To calculate the overall score of each product we applied a weighting to each individual feature based on how important users of Quality Analyser deemed them. This meant that certain features (i.e. our doctors’ analysis of adult critical illness conditions) had a bigger impact on the overall score.

The individual features we benchmarked were:

Adult critical illness conditions

Our panel of medical experts analysed each insurer product and provided a score of between 0 and 100 for each condition based on how likely a client would be able to claim if diagnosed with the given condition. We then utilised gender and age banded incidence data to identify which conditions a client is most likely to suffer from between the ages of 16 and 80 and applied a weighting to each condition accordingly. This ensures that the conditions a client is most likely to suffer from have a bigger impact on a product’s overall score than those that they are unlikely to suffer from. Based on these two factors each insurer was given an overall mark.

Amount Paid

To benchmark the amount each proposition will pay we captured the maximum percentage and monetary amount that will be paid in the event of a claim for each condition. This, combined with the incidence data stated above to understand the conditions a client is most likely to suffer from, enabled us to provide an overall score showing which insurers are likely to pay more.

Children’s Critical Illness conditions

As per the adult critical illness conditions, our panel of medical experts also analysed the children’s critical illness wordings and applied age banded incidence data for the ages a child will qualify for cover in order to weight each condition based on what they are likely to suffer from.

Added Value Benefits

Within the added value benefits category, we benchmarked a range of value services including counselling, critical illness buy back, fracture cover, global treatment, access to GPs, health & wellbeing, legal, lifestyle discounts, rehabilitation and second medical opinions. For each of these we benchmarked who can access the service, when it can be accessed, how it can be accessed and the comprehensiveness of the service to achieve the overall score.

Children’s Features

The benchmarking in this category considered the wider aspects of children’s cover and analysed each proposition based on the minimum and maximum ages a child can claim, the period after being diagnosed that a child is required to survive to qualify for a claim and whether children’s funeral cover is provided in the event of death and if so, how much is payable.

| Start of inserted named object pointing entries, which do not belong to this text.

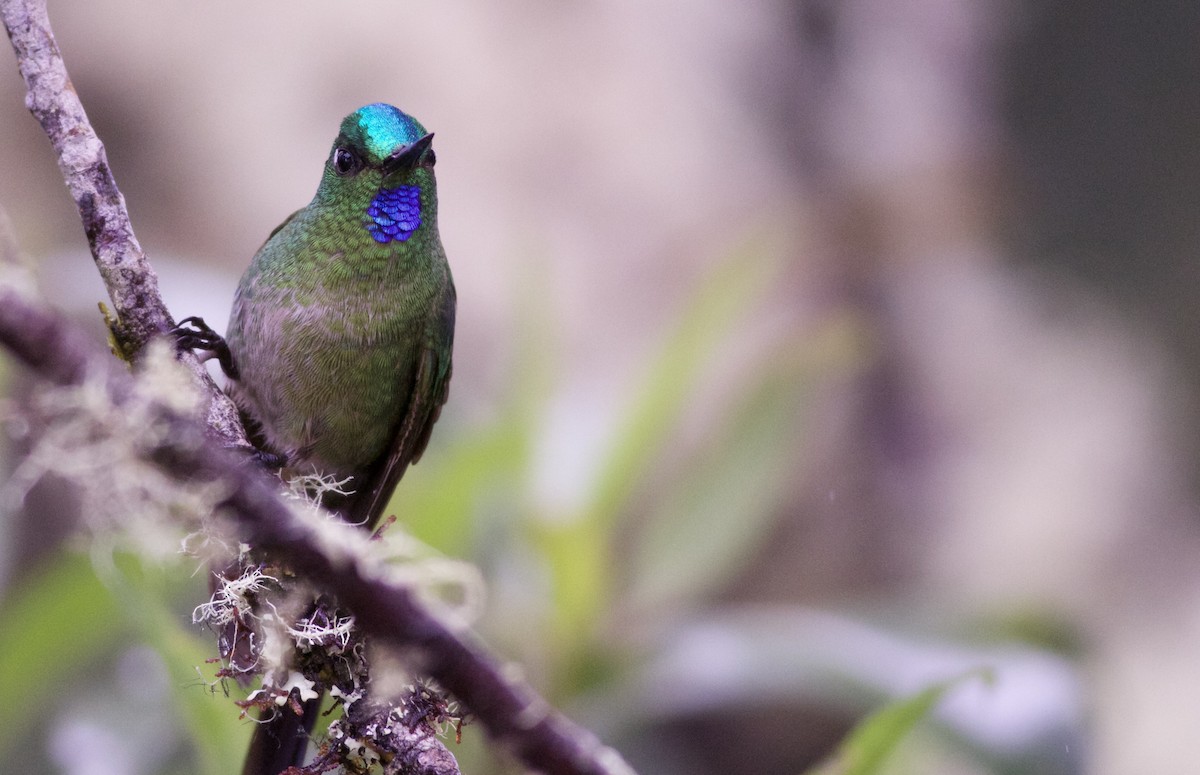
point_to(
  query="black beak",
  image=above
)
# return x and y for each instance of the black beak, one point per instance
(406, 157)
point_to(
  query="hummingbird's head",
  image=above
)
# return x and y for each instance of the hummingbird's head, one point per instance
(381, 164)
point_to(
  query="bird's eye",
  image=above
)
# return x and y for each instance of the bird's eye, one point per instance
(345, 161)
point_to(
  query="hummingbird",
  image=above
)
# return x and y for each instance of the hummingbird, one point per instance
(339, 344)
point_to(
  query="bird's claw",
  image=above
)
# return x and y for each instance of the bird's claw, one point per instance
(193, 334)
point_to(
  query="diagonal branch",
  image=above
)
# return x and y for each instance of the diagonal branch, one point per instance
(509, 709)
(130, 280)
(514, 714)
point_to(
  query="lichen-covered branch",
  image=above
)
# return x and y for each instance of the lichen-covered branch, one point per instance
(389, 613)
(193, 452)
(127, 275)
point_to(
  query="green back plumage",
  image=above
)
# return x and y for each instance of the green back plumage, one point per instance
(343, 324)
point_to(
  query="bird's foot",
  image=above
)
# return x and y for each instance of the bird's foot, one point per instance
(270, 461)
(193, 334)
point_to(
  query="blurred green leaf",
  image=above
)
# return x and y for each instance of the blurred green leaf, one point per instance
(54, 625)
(729, 292)
(580, 550)
(868, 748)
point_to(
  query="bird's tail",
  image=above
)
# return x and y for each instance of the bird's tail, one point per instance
(282, 742)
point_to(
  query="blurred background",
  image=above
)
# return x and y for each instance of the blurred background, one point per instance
(808, 354)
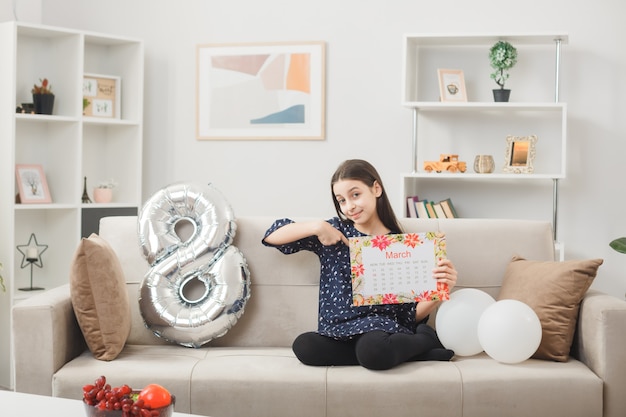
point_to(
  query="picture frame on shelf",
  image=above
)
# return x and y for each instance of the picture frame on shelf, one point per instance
(520, 154)
(257, 91)
(451, 85)
(101, 96)
(32, 184)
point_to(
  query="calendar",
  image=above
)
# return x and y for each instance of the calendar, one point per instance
(396, 268)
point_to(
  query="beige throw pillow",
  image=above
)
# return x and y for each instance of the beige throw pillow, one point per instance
(554, 291)
(99, 297)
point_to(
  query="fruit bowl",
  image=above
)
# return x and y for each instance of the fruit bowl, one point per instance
(102, 400)
(94, 411)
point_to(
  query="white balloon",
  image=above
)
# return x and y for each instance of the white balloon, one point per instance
(457, 320)
(509, 331)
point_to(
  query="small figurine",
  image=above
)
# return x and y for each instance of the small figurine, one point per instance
(447, 162)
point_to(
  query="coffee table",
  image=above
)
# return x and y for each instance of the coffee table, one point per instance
(20, 404)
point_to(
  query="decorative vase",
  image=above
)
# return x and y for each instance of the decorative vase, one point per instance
(483, 164)
(103, 195)
(43, 103)
(501, 95)
(85, 198)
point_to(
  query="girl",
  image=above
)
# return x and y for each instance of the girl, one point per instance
(375, 337)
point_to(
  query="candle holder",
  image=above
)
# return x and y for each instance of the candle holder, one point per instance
(32, 257)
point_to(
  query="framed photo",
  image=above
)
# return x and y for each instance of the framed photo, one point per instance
(520, 154)
(101, 96)
(32, 184)
(451, 85)
(261, 91)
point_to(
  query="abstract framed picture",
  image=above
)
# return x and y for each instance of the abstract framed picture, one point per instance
(261, 91)
(520, 154)
(101, 96)
(452, 85)
(32, 184)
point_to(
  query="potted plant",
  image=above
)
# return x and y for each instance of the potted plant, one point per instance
(619, 244)
(502, 57)
(43, 98)
(103, 193)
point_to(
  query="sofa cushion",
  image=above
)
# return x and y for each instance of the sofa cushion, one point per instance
(99, 297)
(554, 291)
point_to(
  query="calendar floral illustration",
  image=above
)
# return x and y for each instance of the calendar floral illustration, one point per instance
(396, 268)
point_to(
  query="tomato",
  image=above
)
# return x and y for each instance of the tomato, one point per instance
(155, 396)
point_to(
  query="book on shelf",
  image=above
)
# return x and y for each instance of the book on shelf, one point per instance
(410, 205)
(439, 210)
(420, 207)
(431, 209)
(448, 208)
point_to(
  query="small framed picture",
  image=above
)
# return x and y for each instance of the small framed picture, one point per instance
(451, 85)
(101, 96)
(520, 154)
(32, 184)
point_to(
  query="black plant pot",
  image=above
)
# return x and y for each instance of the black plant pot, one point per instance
(501, 95)
(43, 103)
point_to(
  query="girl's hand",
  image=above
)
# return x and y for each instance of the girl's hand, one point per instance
(445, 272)
(328, 235)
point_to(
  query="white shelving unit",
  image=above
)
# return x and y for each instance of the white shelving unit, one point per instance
(67, 145)
(480, 126)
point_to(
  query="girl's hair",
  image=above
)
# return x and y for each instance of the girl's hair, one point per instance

Conditions diagnosed at birth

As many advisers will be aware, a number of critical illness policies now include cover for congenital conditions within their children’s cover. These are conditions such as Down’s Syndrome, Muscular Dystrophy and Spina Bifida that would be diagnosed either during pregnancy or immediately after birth. As such these conditions will only affect those clients that are either pregnant or planning to have children. Our panel of medical experts again assessed each insurer’s wordings for each of these conditions and we have used birth related incidence data to weight each condition accordingly.

*Please note products not included in this table do not cover congenital conditions

Free Cover

Free cover provides the life assured with an amount of insurance whilst the policy is being underwritten. Within this category we benchmarked how much free cover is provided for critical illness, the maximum age, how long the cover is provided for and what exclusions might apply.

Claims Processes

Our claims processes benchmarking considered a number of areas that can help to make a claim as stress free as possible. These included the methods of submitting a claim, claims handlers, the documentation required, the tracking process and what ongoing support is provided both during and post claim.

For more details on claims processes, see our recent insight on the subject here.

Separation Options

Our separation options analysis considered the events in which a joint life policy can be split into two single life policies without the requirement for fresh underwriting, the maximum age at which this can be carried out and the rates that will be applied when the new policies are put into effect.

The results of the benchmarking highlight that the overall quality of critical illness products in the market is excellent and many plans offer far more than just a financial pay out when a client is seriously ill or injured. Special congratulations go to AIG (CIC Start and Your Life Plan), Aviva (Upgraded), Guardian (Critical Illness & Combined Life and CI), Legal & General (CIx), Royal London (Enhanced Child CI), Vitality (Comprehensive and Primary) and Zurich (Select) who all scooped overall gold medals.